Another addressed problem by Quilty and Adamowski (2018) is the selection of suitable decomposition levels and wavelet filters. As the most significant objective of this investigation, we are proposing a novel solution for this problem, which works based on the entropy concept. Entropy has been used in different problems. For the first time, we use it to determine the appropriate decomposition level and the most suitable filter. We will use the predictability concept to solve this problem. Predictability is an index that shows how well the future time steps of a time series could be predicted (Lorenz 1969). Predictability could be measured using measurement indexes like Lyapunov exponents (Palmer and Hagedorn 2006), recurrence measures (Marwan et al. 2002; Pospelov et al. 2019), and information entropic measures (Garland et al. 2014; Guntu et al. 2020). In this paper, we will calculate the entropy of decomposed wavelet and scaling coefficients to reach the decomposition level and filter with the best predictability.

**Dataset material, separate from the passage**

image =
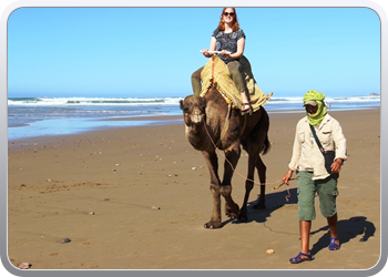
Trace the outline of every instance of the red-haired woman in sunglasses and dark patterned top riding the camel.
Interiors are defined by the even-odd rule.
[[[243,105],[241,110],[243,113],[247,113],[252,107],[247,98],[248,90],[242,75],[243,65],[239,61],[239,58],[244,53],[244,47],[245,33],[239,29],[236,10],[234,8],[224,8],[221,13],[218,27],[212,34],[210,49],[204,49],[201,52],[204,57],[211,58],[212,53],[208,51],[221,51],[218,58],[227,65],[231,78],[242,95]],[[202,90],[202,70],[203,68],[192,74],[193,91],[197,95],[201,94]]]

In the following sections we will discuss about: 1) How entropy helps to determine a suitable decomposition level as a novel work; 2) How to determine a suitable wavelet filter using entropy as a novel work; 3) Use the Quilty and Adamowski (2018) achievements in developing a correct WDDFF using our new Maximal Overlap Discrete Wavelet Entropy Transform (MODWET) like boundary affected data elimination; 4) We will implement the MODWET in a WDDFF to practice WDDFF in a real-world streamflow one-month ahead forecasting case study (CAMELS data set); 5) Finally, we will compare the result of modeling using WDDFF and DDFF to find out which one is more accurate (Addor et al. 2017).